Q: What is the favorite place you ever traveled to, and what was the coolest thing you saw/did there?

April:
Two years ago, we went to Italy, France, and England on a vacation we had saved for years for. Our favorite places was the Cinque Terra [in Italy] – five little villages of layers of sherbet-colored houses leaning over the Mediterranean. You can currently see it in a camcorder commercial that quotes Fitzgerald and runs in movie theatres.

Side note: My brother-in-law and his wife are going to Cinque Terra in a couple of weeks. The photos remind me of Oia in Santorini.

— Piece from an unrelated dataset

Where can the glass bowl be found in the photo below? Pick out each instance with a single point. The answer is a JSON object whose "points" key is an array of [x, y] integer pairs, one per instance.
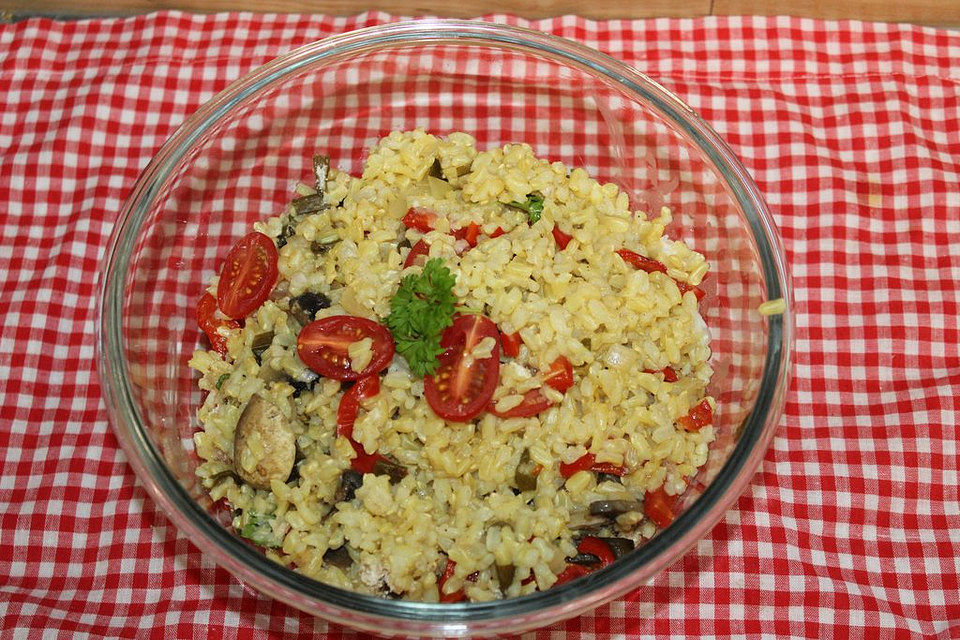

Q: I often tell the story of how a psychic once predicted that I would go on to write children’s books. Have you ever visited a psychic?

April:
I would love to visit a psychic, and my daughter and I are talking about going together. I’m thinking I might be able to right it off as research

Q: My character Mariana spends her summer in Puerto Rico connecting with her father’s heritage. Have you ever researched your family tree?

April:
My great-great-great grandma was rumored to be Cherokee. I also think there might be some African American blood mixed in our family someplace. I think it would be fun to get a DNA test to see if we can learn more. At my old job, there was someone with the same last name as my grandmother’s maiden name: Satterwhite. Our families both had the same story about brothers coming over from England in the late 1700s. Only in his version there were four brothers. In mine there were three. Even though his family is all a bunch of blue-eyed Catholics and mine a bunch of brown-haired Protestants, I’m sure we are related. We call each other Cuz now.

Q: Where were you when you found out that your book was going to be published?

April: I was at work, the place where I learned nearly all my good publishing news, until finally I got the best publishing news of all – that I had an offer good enough that I could risk quitting my day job. (My agent calls it sailing your boat out into the middle of the ocean and setting it on fire.)Since this was seventh published book, no photos, but I do have this photo of the impromptu party my old coworkers threw me in 1997 when I got my first contract.

That is the greatest analogy of quitting your day job I’ve ever heard! I may have to borrow that.

Thank you, Amanda! Now, everyone go out and buy books, lots and lots of books!